In many ways, we have lost unbelievable amounts of information. It's fashionable to say things are outdated, but breeding reports, and hands on experience info doesn't change. Info's built on info, and we allowed our aquarium civilization to go full Atlantis - lost beneath the waves. I just read an online article that authoritatively stated 'facts' disproved 30 years ago. In probably 700 words, it had two major errors in it, disproved by serious hobbyists in the print era. It's like we're starting all over again in many ways.
 
I used to collect TFH and other fish magazines but stopped getting TFH in the mid 90s. There were too many adds and not enough articles to warrant spending $20.00 on the magazine (it's retail price here). After that most shops stopped carrying the magazine and either dropped fish magazines altogether, or had a few of the cheaper ones. Practical fishkeeper, Coral Life and a few other magazines were half the price and had a lot more articles and a lot less adds.

I contacted TFH years ago trying to get back issues in digital but it wasn't going to happen. I couldn't buy back issues in paper form or in digital format so haven't bothered with them since.

I think if companies have books, magazines and documents, they should be digitized and if suitable, made available to the general public, even if it's through a subscription.
eg: Buy a 12 month subscription with TFH and get access to the older issues in digital format.

There's a lot of really good information in old books and magazines but it's a matter of finding them and getting them put on a hard-drive. Prior to 2016 I had TFH magazines dating back to the late 60s and FAMA magazines going back to when they first came out. Most in mint condition and all could have been scanned into a computer. Unfortunately, due to an incompetent judicial system, a psychopathic sister and a drug dealing cop, I no longer have them.
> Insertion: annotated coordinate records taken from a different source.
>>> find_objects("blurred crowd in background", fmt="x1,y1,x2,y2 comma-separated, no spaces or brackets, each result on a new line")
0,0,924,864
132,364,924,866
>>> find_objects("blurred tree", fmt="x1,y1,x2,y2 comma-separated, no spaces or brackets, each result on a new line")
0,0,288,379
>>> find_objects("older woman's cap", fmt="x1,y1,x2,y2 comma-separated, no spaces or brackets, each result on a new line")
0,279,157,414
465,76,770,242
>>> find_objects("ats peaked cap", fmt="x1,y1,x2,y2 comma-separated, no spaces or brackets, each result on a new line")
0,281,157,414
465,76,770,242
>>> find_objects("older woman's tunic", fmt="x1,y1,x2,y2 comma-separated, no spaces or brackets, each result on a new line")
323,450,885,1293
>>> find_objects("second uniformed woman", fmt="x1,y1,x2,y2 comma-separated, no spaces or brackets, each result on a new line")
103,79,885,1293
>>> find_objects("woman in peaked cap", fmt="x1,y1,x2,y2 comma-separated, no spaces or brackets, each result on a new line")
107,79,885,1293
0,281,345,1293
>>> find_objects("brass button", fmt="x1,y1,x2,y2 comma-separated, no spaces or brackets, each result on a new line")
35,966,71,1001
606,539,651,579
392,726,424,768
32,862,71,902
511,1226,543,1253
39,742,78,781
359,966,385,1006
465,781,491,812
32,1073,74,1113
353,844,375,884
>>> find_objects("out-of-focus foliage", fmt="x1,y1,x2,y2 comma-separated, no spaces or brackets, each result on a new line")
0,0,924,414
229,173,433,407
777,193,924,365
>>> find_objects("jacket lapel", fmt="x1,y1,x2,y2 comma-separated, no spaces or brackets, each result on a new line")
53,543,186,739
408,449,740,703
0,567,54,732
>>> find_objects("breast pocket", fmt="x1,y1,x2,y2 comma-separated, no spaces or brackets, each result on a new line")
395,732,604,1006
Maybe this forum could set up a storage base for digitized copies of fish magazines and articles. People could scan in old books and mags and save them as PDF documents and a copy could live here.
 
Copyright is a big problem. TFH bought the rights forever, and while they can't digitize, I don't know if they'd appreciate others storing their stuff.
A few years ago I joined ANGFA in Australia because that would permit me to download their excellent journals. I learned so much about Australian fish, and to a degree, Australian fishkeepers. There were some real personalities writing for that magazine, and a real valuable looking social dynamic happening. In music terms, they had a scene going on.

I like aquarium writers who show some of themselves - their motivations and their passion for what they enjoy. The science is important, and underpins it all. But the human reaction to the science rarely shows in our terse little online messages. When you have to sit down and craft 1500 words in a way that you think will entertain and inform readers, you can't help but show your human side. There are aquarium writers I feel I know, even if they died before I was born, or before I was aware of their existence.